3) Please include the name of the photo and the name of the photographer, in addition post a direct link to the thread or gallery where the photo was originally posted.

4) You may nominate any photo posted during the month of March 2019 as part of a thread or in the galleries. Photo must have been taken by the poster and all rights must belong to original photographer.

5) If someone else has already nominated a photo, please do not nominate it again. It makes it very confusing when it's time to make the voting thread. If a photo is nominated twice, your post may be edited or deleted.

6) The same person can only receive the POTM prize for winning once in a 12-month period. This person can still win POTM, but they will only receive the prize once.

7) Once you've nominated a photo, please do leave a link to this nomination thread and a mention that the photo has been nominated in the original thread that the photo came from. Those whose photos are nominated may like to know that they are in the competition.

8) A member is only allowed to have three (3) of their photos nominated in each month's contest. If more photos are nominated the member will be allowed to decide which photos they would like in the voting.

How to nominate:

1. Right click image
2. Select "Copy Image URL".
3. In new reply window select image icon from menu bar
4. Paste image URL into dialog box
5. Add Photographer's Name and Photo Title.
6. Add link to the thread where it was posted.

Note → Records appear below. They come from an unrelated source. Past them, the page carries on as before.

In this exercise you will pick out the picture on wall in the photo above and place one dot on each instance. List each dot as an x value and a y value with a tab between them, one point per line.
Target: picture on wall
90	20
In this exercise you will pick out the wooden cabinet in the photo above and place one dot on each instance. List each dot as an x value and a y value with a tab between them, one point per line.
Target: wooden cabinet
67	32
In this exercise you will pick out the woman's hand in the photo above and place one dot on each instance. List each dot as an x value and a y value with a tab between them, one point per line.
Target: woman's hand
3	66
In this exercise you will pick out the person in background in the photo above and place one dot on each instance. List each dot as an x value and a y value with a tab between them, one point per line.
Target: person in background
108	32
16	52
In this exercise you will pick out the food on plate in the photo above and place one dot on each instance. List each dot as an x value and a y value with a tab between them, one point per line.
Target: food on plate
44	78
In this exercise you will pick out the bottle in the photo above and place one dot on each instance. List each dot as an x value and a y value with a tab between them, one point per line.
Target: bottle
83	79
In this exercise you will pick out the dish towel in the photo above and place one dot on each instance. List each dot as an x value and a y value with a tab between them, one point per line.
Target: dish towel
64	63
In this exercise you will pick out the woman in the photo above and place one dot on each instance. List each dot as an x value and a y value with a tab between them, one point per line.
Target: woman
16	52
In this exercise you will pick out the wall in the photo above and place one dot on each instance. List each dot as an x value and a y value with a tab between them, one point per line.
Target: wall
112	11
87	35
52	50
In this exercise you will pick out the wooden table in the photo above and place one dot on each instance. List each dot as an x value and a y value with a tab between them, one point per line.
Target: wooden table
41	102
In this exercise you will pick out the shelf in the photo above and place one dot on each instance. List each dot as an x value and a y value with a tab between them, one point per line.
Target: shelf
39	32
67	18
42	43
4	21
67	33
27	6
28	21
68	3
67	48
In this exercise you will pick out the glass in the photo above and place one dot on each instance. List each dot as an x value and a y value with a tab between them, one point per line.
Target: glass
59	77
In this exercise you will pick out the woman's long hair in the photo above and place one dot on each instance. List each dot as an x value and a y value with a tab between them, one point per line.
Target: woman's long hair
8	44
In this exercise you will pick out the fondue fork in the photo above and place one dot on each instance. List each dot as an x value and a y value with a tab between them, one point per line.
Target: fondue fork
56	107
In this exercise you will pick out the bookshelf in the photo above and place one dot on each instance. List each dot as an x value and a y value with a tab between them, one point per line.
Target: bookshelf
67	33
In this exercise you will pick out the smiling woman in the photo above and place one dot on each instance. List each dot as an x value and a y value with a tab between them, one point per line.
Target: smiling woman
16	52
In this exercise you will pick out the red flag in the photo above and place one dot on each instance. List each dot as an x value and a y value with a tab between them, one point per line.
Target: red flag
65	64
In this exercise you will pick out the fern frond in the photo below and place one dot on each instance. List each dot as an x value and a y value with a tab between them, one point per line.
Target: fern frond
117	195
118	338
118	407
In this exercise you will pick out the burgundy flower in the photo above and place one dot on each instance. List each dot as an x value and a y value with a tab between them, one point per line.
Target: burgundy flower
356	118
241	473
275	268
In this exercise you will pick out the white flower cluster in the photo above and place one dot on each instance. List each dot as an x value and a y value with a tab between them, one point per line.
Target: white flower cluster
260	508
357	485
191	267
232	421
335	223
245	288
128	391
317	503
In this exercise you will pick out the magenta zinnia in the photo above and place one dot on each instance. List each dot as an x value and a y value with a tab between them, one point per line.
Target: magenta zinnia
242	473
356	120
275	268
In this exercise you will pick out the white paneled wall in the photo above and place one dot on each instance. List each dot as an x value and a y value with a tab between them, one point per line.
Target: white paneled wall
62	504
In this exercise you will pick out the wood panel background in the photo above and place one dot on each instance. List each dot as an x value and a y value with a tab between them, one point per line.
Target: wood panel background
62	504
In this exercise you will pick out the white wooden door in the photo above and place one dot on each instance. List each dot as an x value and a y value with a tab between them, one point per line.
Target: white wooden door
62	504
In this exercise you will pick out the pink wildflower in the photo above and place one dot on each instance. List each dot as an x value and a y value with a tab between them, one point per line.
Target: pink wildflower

So don't hold back, nominate your 3 choices for the month

Also, whilst we are all for chatter in this thread; if you want to leave compliments please follow the link to the original thread and share your compliments there (where the original photographer of the photo can see them).


----------



## Tony744 (Mar 3, 2019)

Sunset towards Fisherman's Bastion &Matthias Church by D7K

Sunset towards Fisherman's Bastion & Matthias Church


----------



## jcdeboever (Mar 19, 2019)

Musicians at the Marollen market, Brussels, Belgium by @gk fotografie
Weekly challenge 3/16 - 3/22  A delicate balance...


----------



## K9Kirk (Mar 25, 2019)

zulu42

Hawks Nesting


----------



## K9Kirk (Mar 25, 2019)

What do you do when they won't look at you..lol
Photo Lady


----------



## RowdyRay (Mar 28, 2019)

Bringing it Home to Momma by @bulldurham

Bringing it Home to Momma


----------



## SquarePeg (Mar 29, 2019)

*Milky Walkway * by @yahgiggle  in this thread: Milky Walkway


----------



## JonFZ300 (Mar 29, 2019)

golden portrait practice by yahgiggle

golden portrait practice


----------



## Designer (Mar 29, 2019)

Moody Down Under by yahgiggle here: Moody Down Under


----------



## SquarePeg (Mar 30, 2019)

Wow @yahgiggle is having a great run.  Splitting the vote though!


----------



## K9Kirk (Apr 2, 2019)

Where's the end of month poll?


----------



## SquarePeg (Apr 2, 2019)

Give it a few days.  Snowbear will get to it - he always does.


----------



## snowbear (Apr 2, 2019)

I allow a couple extra days for the stragglers to nominate their favorites.


----------



## K9Kirk (Apr 3, 2019)

Newb mistake, looking for it in the wrong place. My bad!


----------



## Fujidave (Apr 3, 2019)

Some stunning images to be voted on imo.


----------



## Photo Lady (Apr 5, 2019)

Photo Lady said:


> K9Kirk said:
> 
> 
> > thank you very much Kirk.. i only saw this just now.. but totally appreciate your nomination..
> ...


----------



## K9Kirk (Apr 5, 2019)

Photo Lady said:


> Photo Lady said:
> 
> 
> > K9Kirk said:
> ...


You're welcome!


----------



## docdrive (Apr 19, 2019)

beautiful


----------